MP: The workforce, not the headscarf, worries the school principal in a predominantly Muslim locality
Head covered with a hijab and masked face, Zoya Khan (16) is among the first to attend the government high school in Nishatpura, a predominantly Muslim locality, in Bhopal. It’s a routine morning for Zoya, ignoring the controversy taking place in several colleges in Karnataka after students wearing the hijab were banned from classes. All that’s on Zoya’s mind is the upcoming jury exam. “I want to work in a bank and help my parents,” says Zoya.
Sharing the bench with Zoya is Shrishti Shrivastav, who sports a red tikka on her forehead. The tikka is something that Shrishti rides from a temple on the way to school every day. While they both wait for their teacher to arrive, their friend Sadaf Khan, her head covered in a white hijab, joins them.
“At home, there is no obligation to wear a hijab. But I like wearing it because it gives me a sense of protection when walking from home to school. There are a lot of men strolling around. With my head covered, they don’t seem to notice me. It helps,” Zoya says.
Much like Shrishti, Shrant Prajapati, a class 11 student in the biology major, often viewed the hijab or burqa as something his classmates wore for protection. “They feel protected and safe wearing a headscarf and I don’t see any problem with that. They often walk to school and men stare at them. If wearing a headscarf makes them feel protected, no one shouldn’t be a problem,” says Shrant.
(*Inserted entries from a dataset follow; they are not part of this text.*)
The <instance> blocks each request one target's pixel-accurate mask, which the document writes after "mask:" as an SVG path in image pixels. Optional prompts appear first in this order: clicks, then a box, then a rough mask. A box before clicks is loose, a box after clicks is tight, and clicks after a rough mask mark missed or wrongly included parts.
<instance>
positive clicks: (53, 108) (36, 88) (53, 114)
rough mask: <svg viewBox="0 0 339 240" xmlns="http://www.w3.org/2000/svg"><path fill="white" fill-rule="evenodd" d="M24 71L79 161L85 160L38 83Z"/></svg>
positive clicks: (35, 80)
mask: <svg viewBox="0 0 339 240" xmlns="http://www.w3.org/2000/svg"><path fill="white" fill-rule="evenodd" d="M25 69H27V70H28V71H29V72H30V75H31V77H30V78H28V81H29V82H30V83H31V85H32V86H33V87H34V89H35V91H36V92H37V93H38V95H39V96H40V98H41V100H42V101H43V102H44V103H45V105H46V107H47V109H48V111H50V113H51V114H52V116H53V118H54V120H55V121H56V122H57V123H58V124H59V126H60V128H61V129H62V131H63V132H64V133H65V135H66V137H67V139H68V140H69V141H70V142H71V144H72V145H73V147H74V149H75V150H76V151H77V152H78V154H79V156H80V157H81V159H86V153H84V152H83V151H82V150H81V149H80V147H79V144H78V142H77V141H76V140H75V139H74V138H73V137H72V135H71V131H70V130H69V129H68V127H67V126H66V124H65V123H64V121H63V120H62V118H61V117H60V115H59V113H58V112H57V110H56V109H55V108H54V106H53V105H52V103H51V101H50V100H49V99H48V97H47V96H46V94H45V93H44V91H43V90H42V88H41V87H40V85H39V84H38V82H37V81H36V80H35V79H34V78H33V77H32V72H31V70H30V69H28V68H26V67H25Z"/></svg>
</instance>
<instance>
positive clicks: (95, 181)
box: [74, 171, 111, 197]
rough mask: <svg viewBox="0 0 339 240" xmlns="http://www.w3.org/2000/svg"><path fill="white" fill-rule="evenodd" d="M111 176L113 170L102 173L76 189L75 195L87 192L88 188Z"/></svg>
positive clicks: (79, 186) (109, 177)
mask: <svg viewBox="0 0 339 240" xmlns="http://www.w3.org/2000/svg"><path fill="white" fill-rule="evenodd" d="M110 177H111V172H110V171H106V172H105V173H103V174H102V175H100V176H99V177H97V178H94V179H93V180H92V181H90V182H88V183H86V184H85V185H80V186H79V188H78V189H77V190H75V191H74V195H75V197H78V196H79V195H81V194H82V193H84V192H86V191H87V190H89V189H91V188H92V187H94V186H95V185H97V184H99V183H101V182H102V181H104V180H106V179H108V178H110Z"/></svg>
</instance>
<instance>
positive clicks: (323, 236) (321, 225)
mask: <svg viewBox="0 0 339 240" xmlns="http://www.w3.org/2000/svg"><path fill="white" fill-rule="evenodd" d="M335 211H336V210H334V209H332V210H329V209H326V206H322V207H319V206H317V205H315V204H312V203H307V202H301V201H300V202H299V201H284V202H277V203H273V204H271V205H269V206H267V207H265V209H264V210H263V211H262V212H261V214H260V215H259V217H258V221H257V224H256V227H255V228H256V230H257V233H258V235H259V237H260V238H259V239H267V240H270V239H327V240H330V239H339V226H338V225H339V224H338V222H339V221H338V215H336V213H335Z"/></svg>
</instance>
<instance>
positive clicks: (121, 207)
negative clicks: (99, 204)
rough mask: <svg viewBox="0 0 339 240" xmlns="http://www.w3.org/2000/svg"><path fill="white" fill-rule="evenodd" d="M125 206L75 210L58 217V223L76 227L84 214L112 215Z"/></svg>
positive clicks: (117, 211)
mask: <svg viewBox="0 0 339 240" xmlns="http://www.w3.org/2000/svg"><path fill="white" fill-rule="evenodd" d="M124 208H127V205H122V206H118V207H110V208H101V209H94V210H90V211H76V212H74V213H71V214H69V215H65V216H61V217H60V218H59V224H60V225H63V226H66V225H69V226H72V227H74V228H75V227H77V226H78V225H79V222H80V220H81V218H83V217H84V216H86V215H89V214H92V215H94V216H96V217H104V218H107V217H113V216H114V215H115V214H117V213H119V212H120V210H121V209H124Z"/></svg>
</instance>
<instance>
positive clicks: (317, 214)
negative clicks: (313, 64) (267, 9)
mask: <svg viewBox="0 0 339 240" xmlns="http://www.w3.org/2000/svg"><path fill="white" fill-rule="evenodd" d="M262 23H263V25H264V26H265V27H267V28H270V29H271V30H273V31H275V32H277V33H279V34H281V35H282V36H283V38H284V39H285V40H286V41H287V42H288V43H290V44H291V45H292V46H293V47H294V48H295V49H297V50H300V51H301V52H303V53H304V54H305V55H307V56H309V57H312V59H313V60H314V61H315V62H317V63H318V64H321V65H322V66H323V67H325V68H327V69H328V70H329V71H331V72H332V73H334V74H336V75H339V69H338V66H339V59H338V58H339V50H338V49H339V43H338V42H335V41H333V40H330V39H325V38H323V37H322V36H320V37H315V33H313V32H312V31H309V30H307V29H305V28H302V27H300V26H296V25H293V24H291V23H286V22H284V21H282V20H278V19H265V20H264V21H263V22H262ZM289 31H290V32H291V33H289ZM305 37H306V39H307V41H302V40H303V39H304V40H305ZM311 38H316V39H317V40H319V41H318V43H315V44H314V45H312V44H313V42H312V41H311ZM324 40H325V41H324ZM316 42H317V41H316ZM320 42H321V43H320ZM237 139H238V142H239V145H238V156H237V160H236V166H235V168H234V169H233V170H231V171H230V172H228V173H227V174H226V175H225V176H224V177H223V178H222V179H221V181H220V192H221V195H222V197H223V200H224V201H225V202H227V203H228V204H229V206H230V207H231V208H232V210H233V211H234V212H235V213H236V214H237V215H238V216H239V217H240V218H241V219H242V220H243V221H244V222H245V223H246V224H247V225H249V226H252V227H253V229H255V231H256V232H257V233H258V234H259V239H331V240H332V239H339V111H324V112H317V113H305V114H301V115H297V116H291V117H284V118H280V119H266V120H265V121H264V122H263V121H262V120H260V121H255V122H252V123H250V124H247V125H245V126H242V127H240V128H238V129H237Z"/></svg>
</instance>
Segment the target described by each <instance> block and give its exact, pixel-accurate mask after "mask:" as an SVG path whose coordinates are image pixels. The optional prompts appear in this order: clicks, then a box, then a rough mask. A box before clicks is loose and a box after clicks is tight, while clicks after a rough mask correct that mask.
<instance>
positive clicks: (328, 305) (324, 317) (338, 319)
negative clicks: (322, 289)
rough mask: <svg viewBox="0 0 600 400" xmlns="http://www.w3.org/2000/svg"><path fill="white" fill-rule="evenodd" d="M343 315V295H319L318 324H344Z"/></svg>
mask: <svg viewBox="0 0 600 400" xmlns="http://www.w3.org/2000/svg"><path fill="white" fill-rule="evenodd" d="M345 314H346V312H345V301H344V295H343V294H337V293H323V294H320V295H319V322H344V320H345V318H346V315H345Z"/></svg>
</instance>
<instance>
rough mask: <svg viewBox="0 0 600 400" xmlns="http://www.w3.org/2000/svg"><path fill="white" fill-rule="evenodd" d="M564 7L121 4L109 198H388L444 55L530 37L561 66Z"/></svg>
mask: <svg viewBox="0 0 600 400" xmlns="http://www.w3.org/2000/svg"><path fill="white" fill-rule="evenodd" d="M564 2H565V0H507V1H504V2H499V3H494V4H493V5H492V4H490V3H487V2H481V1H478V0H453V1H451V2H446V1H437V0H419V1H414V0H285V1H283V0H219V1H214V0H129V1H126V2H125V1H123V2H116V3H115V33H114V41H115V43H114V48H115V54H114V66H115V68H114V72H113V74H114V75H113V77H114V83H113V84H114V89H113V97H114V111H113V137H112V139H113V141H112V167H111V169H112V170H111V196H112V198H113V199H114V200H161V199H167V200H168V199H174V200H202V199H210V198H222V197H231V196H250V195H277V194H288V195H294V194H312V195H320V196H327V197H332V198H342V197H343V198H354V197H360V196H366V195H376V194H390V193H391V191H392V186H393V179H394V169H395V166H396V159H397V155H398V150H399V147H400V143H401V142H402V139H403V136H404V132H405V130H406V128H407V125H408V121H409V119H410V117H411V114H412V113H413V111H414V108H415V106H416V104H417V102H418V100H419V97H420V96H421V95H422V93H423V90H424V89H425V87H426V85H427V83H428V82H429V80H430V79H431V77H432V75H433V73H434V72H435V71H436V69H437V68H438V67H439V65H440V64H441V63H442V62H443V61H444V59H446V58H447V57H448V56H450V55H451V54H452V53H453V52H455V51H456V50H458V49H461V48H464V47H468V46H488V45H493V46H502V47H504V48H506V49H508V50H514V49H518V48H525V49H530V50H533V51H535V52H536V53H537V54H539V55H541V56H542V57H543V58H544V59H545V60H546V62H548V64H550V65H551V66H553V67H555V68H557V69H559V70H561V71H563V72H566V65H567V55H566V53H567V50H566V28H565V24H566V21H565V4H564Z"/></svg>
Outside their classrooms, students roam the yard with boys dressed in white shirts and blue pants with ties, while girls wear blue tops paired with white pants and white dupattas. Several uniformed girls come with their heads covered in hijabs, while others come wearing burkas over their uniforms.
The scene is no different outside of their school. Hijab-wearing students from nearby schools can be seen crammed into tiny electric rickshaws weaving through the narrow lanes of Nishatpura. Zoya started wearing a hijab in school from class 8.
Pushing students to a strict dress code is the last thing Principal SK Upadhyay would want to do. “Our goal is to educate students and minimize the number of dropouts, regardless of who they are,” he says. “If the students wear the hijab or the burqa because of their religious leanings, we allow them because they come to school to learn. Our girls come wearing hijabs as well as burkas with uniforms underneath. We allow them to sit in the classroom in the same attire.
For Zoya’s friend Sadaf, however, the hijab isn’t so much about choice. “My parents won’t let me go out unless I cover my head with a hijab. It makes you feel protected. But if the school forbids us to wear hijab, I will go out with a hijab and take it off once inside the school so my parents don’t know about it,” says Sadaf, the youngest of four brothers and sisters.
The challenge for the school has been getting students back into classrooms after the pandemic-induced disruption. Although the government is allowing schools to reopen at 50% capacity, attendance is low, much like many other schools in Madhya Pradesh’s capital. The low attendance and the possibility of a high dropout rate are beginning to worry the principal.
“Many students, especially those in upper secondary grades, have worked in menial jobs earning between Rs 2,000 and Rs 5,000 during the pandemic to contribute to their family’s income. Less than 20% of students have returned to class. Now my concern is to get all my students back to their classes,” Upadhyay explains.
According to Upadhyaya, the school caters to lower-middle-class children, with around 40 percent of its approximately 600 students from the Muslim community.
Upadhyay says discouraging hijabs and burqas could lead many students to drop out. Some of them might even avoid the hijab but would still be uncomfortable and unable to concentrate on their studies, he says. “Our main goal is to provide education and encourage children to study,” he adds.
And Shrishti Shrivastava, the pupil of class 9, echoes his director: “There has never been a restriction in our school on the wearing of the hijab or the burqa. All we’re told is to make sure it’s white in color, to go with the uniform. Students should be allowed to wear whatever they feel comfortable in,” she says.